Sunday, February 21, 2010

Rae's Confession

God, I am sorry for all the sins that I have done. My dad and I are ruined because of all the mistakes. I have indulged in the things that does not glorify God. I have betrayed my own conscience to do the right thing. Both of us have come to realisation. Relationship based on sweet talk and intimacy doesn't work. I pray that both of us will be a better person in future. Despite of my ways, from Jonathan Goh to Kay Teck, I have learnt much from you. Would you forgive me? Thank you, Lord. You're so gracious and merciful to such sinner like me. You have taught me how to love a person wholeheartedly. But if its not your will, I will let it go, Father.

Dear Mr. Right, no matter what you've done to me or other girls, I forgive you cos the Lord first forgiven us. Till the day God affirms you're my Mr. Right, I will right here waiting for you. I wish one day I could know and see you in righteously way. I pray that God will reveal His answer to me. Well, I better be honest. Kay Teck, am not sure whether you're Mr. Right but I am sure of my feelings for you. I am starting to treasure the kindness and goodness of you. No matter what happened between us, I still believe God has greater things for me to experience and understand. Otherwise, you won't say "NO" to me. You said, "You see me just as a friend" I was insecure and afraid and worry for nothing. Indeed we weren't righteous before Him. Everything tumbled just like a building on a sand. Lord, if he is not the person, ERASE him off from my thoughts and mind. Let me forget who he is. It is not worth if it is not meant for me. God, you know better than and what's best for me. Lord, once I felt your peace within me and now too.
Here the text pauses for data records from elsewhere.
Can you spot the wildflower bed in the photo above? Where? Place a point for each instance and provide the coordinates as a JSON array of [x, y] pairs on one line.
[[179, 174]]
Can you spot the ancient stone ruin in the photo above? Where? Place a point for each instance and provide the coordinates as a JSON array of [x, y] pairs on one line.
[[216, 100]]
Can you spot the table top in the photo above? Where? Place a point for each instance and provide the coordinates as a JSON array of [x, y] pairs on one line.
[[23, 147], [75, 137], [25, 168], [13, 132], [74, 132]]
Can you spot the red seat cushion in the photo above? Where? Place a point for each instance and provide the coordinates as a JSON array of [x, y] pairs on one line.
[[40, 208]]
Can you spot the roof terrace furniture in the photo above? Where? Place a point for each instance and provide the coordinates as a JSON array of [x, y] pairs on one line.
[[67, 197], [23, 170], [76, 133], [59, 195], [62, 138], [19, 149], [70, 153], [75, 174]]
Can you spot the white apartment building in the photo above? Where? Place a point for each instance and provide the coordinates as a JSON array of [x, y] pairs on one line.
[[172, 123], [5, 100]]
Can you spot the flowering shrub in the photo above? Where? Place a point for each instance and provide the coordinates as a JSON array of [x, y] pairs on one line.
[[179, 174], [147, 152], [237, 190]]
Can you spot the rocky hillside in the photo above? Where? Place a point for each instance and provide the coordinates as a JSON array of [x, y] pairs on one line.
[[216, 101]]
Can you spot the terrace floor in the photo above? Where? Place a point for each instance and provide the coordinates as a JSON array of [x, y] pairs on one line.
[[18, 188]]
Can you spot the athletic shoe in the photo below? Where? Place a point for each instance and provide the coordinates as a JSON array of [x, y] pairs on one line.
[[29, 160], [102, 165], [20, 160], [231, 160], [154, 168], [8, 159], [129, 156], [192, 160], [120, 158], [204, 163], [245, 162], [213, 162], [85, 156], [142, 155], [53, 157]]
Kay Teck, you said, " you said you don't have feelings for me bot because chasing another girl or a girl likes, but because you wanna be closer to God". I hope that's the truth. Cos that just exactly the same reason Jonathan Goh gave me. Lord, I pray that You will help me discern what's right and what's wrong. I pray that I will not fall into the same pit again. Build my emotions and mental stability, Lord.